PGD Conference Commemorates 100 Babies Born Through Remarkable Procedure
An academic conference held at Jerusalem’s Shaare Zedek Medical Center commemorated the birth of the 100th baby at the hospital through the Pre-implantation Genetic Diagnosis(PGD) procedure since the project was launched in 2005. Shaare Zedek has been increasingly recognized as a local and global leader in the procedure having recorded remarkable successes with the highly complex procedure. PGD enables embryos achieved through IVF to be carefully and expertly analyzed before implantation into the uterus thus enabling genetic disorders to be indentified before implantation. This allows parents known to be carriers of specific genetic diseases to bring children into the world free of that disease.
The PGD program at Shaare Zedek is funded by Rabbi David and Anita Fuld who have been personally responsible for bringing the project to Shaare Zedek and ensuring its continued success. The hospital’s Director General, Professor Jonathan Halevy said that PGD therefore represented a very unique project for the hospital “with the distinction of being personally developed through the initiative and hard work of a donor.” He acknowledged that were it not for the Fulds it would not be certain that PGD would be among the services the hospitals offers but said that today it is “one of the most precious and successful programs at Shaare Zedek.”
Rabbi Fuld opened the conference by thanking the hospital for giving him the chance to initiate this project saying, “I don’t think any institution can approach the caliber of that at Shaare Zedek and we are truly grateful to be affiliated with Shaare Zedek.”

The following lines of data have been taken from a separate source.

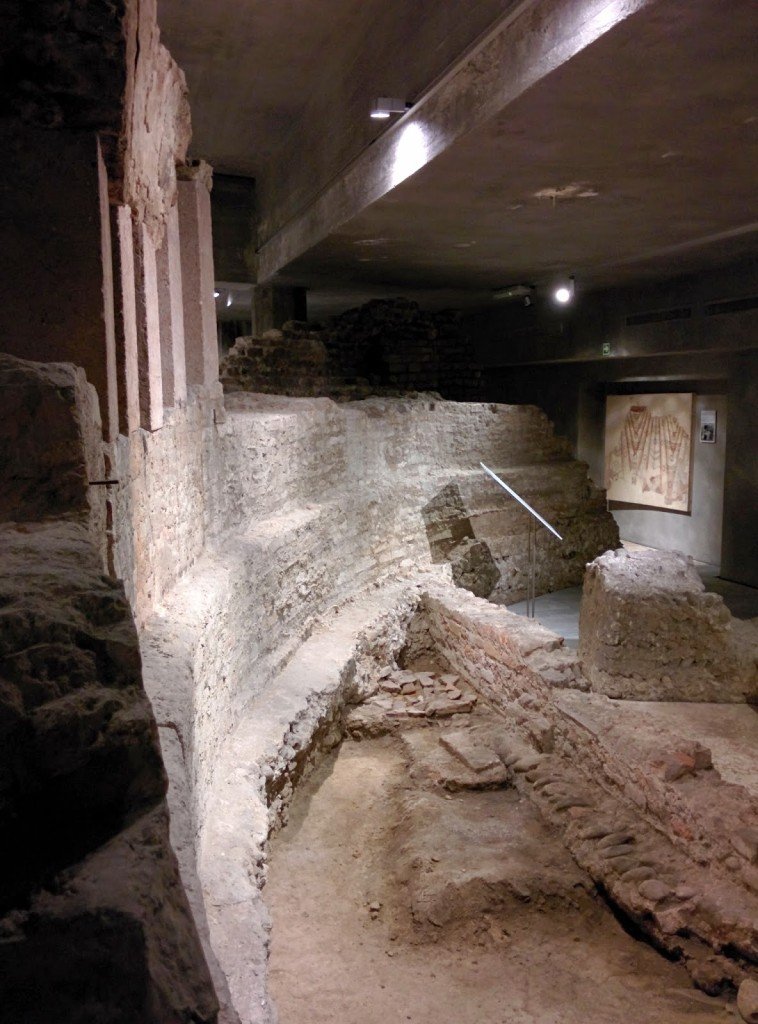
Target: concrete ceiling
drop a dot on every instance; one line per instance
(633, 159)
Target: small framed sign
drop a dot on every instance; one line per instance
(708, 426)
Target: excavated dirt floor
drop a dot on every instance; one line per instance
(394, 899)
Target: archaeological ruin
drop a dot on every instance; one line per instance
(378, 512)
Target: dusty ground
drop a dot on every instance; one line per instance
(507, 929)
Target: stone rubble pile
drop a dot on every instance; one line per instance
(407, 698)
(385, 346)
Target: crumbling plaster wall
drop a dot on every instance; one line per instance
(94, 924)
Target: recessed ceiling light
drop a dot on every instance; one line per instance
(563, 294)
(384, 105)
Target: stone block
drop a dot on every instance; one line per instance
(648, 631)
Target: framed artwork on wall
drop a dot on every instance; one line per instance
(708, 426)
(647, 450)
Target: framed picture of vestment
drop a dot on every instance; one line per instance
(647, 450)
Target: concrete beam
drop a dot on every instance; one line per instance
(529, 43)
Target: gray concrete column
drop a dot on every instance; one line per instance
(149, 331)
(111, 398)
(274, 305)
(126, 318)
(196, 236)
(170, 306)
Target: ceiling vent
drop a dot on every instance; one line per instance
(731, 306)
(659, 316)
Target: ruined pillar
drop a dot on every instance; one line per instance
(149, 331)
(201, 342)
(126, 318)
(170, 307)
(274, 305)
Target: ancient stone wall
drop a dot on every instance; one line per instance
(169, 499)
(385, 346)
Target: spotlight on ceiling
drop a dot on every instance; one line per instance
(384, 105)
(563, 294)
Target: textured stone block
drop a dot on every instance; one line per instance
(649, 632)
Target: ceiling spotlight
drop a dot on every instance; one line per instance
(384, 105)
(563, 294)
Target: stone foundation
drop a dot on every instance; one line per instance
(385, 346)
(648, 631)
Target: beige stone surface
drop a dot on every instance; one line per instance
(649, 631)
(50, 445)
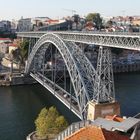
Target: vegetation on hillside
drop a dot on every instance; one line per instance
(49, 123)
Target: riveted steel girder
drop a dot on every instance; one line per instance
(118, 40)
(80, 70)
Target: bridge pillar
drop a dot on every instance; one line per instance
(104, 93)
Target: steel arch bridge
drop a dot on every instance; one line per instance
(87, 83)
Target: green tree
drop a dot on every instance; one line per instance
(96, 18)
(41, 124)
(61, 123)
(49, 122)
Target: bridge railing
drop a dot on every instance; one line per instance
(79, 32)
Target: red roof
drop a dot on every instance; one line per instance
(13, 45)
(114, 118)
(96, 133)
(5, 39)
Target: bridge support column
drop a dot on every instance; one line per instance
(104, 103)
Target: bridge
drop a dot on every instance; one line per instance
(86, 83)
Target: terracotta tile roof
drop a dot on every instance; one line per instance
(114, 118)
(5, 39)
(95, 133)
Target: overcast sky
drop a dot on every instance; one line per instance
(14, 9)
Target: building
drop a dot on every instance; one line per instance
(24, 25)
(4, 45)
(108, 128)
(5, 26)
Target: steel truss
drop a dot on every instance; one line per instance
(118, 40)
(104, 82)
(80, 69)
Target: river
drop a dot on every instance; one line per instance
(19, 105)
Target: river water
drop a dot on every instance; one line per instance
(19, 105)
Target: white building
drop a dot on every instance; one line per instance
(24, 25)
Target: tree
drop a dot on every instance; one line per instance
(61, 123)
(96, 18)
(21, 53)
(41, 124)
(49, 122)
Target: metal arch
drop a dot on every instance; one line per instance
(104, 81)
(129, 41)
(86, 68)
(73, 67)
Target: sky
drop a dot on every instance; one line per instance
(15, 9)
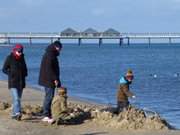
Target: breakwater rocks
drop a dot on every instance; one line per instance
(130, 119)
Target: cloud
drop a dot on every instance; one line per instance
(98, 12)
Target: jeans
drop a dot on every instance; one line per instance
(49, 94)
(16, 99)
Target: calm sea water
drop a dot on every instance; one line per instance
(92, 73)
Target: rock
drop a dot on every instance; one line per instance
(131, 119)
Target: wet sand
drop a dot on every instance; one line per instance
(31, 96)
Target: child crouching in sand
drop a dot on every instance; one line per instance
(59, 108)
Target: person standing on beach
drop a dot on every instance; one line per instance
(16, 69)
(49, 76)
(124, 92)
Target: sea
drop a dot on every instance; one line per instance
(92, 73)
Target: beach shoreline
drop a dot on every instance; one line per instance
(30, 96)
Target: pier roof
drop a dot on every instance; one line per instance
(69, 31)
(90, 31)
(111, 31)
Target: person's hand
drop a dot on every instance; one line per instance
(133, 96)
(56, 82)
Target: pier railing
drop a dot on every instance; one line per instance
(6, 37)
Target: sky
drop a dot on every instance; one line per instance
(57, 15)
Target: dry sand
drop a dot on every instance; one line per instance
(30, 96)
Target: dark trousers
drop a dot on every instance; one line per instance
(122, 105)
(49, 94)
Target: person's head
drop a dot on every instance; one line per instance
(129, 75)
(57, 45)
(62, 91)
(18, 50)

The day-long conference featured presentations from leading researchers and physicians from Israel and abroad including presenters from as far away as Australia who lectured on recent developments in PGD and the increasing role the procedure is playing in the field of reproductive medicine. PGD has been recognized as one of the most innovative forms of medical technology in use today. It can literally make the dream of a disease-free baby come true for parents who in decades prior would have been forced to go childless.
Rabbi and Mrs. Fuld have been very active players in the program and Rabbi Fuld who in addition to his philanthropic work is a very experienced mohel performed the brit milah on the first “PGD baby.” As of several days prior to the conference, Shaare Zedek had been responsible for no fewer than 106 disease-free children born as a result of PGD. The program is a collaboration of Shaare Zedek’s Department of Medical Genetics and the IVF Unit.